Ces molécules, nous les retrouvons dans la terre qui nous nourrit, l’eau qui nous hydrate et l’air que nous respirons. « Nous sommes ce que nous mangeons », et ce que nous mangeons est le résultat de milliards d’années d’évolution des atomes simples aux macromolécules. Ce que nous mangeons nous fabrique.
Du cœur des étoiles au cœur du vivant, nous sommes le résultat d’un long processus du simple vers le complexe. Sans tomber dans la religiosité ou la science-fiction, il est naturel de se demander comment nous sommes arrivés ici. L’humain a toujours eu le réflexe d’associer ce qu’il ne comprend pas à la magie ou au surnaturel. Depuis l’invention de l’écriture il y a environ 6 000 ans, nous sommes passés d’un monde entièrement fondé sur le mythe à une société capable de répondre à des questions jadis réservées au domaine des dieux. Alors, que faisons-nous maintenant que nous avons quelques réponses ? Nous posons de meilleures questions.
Enseigner et étudier la science, c’est semer des graines dont les fruits ne seront récoltés qu’après notre propre existence. C’est l’acte de transporter le savoir le long de la ligne du temps.
Il y a plusieurs années, j’ai assisté à un spectacle où un interprète, avant de chanter le « Hallelujah » de Leonard Cohen, avait déclaré au micro : « Voici une pièce magnifique que j’aurais tellement aimé avoir écrite moi-même… » Je crois que cela résume bien ce qui me chicote avec la citation d’Hubert Reeves. Elle est trop parfaite. J’aurais aimé me l’approprier.
Je ressens toujours ce doux vertige lorsque je regarde les étoiles, car je sais que la grande valse des atomes vers le vivant a commencé en leur cœur.
Cette chronique a été publiée dans le numéro de septembre 2020 de L’actualité.
La grande valse des atomes
Merci pour ce beau texte… digne de la beauté des étoiles!
quelle pertinence dans votre article. Le ciel de nuit, les étoiles et planetes me fascinent depuis mon plus jeune âge ou j’ai commencé à les observer en faisant ma prière obligatoire ajenouillée à la fenêtre de ma chambre, heureusement que je pouvais m’agenouiller à la fenêtre….et ma mère qui croiyais que je priais……quand j’ai vu mes premières étoiles filantes, je ne savais même pas ce que c’était mais j’étais sous le charme. J’ai maintenant 73 ans et suis toujours sous le charme , je ne sors jamais le soir sans me lever la tête au ciel, même encore la nuit , il m’arrive de sortir pour observer le spectacle grandiose….

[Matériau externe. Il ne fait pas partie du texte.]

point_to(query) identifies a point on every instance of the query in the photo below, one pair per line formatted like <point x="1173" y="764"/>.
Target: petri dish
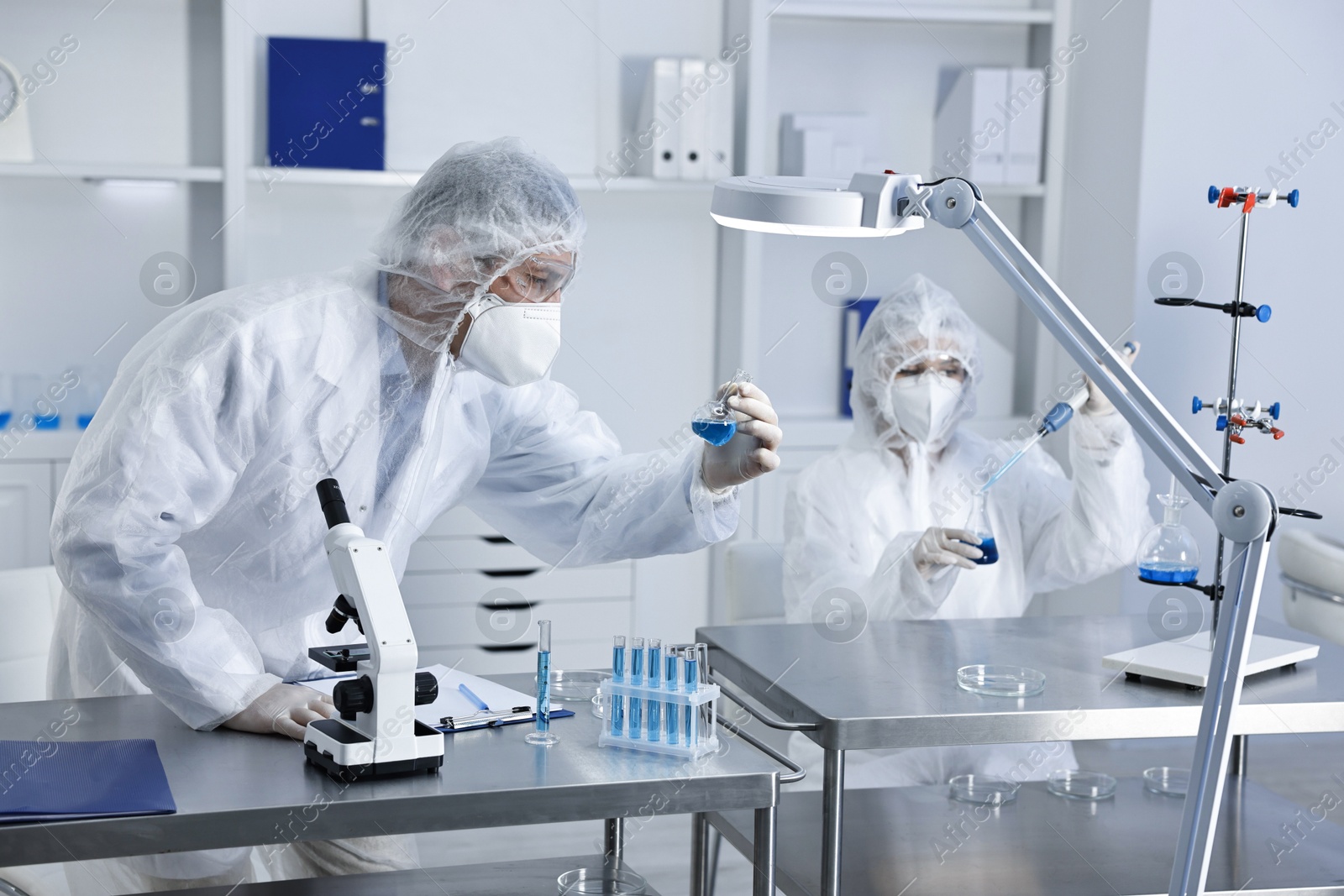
<point x="984" y="790"/>
<point x="1167" y="781"/>
<point x="1000" y="681"/>
<point x="606" y="879"/>
<point x="575" y="685"/>
<point x="1081" y="785"/>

Quel article inspirant! J’appartiens à une époque où l’enseignement des sciences était confié à des religieuses qui avaient peine à rendre compréhensibles les matières enseignées, de quoi developper une veritable aversion pour les sciences. Les choses ont bien changé. Pas étonnant que de plus en plus de jeunes se passionnent pour la compréhension et la recherche scientifique. Je vais relire votre article, 2 fois plutôt qu’une!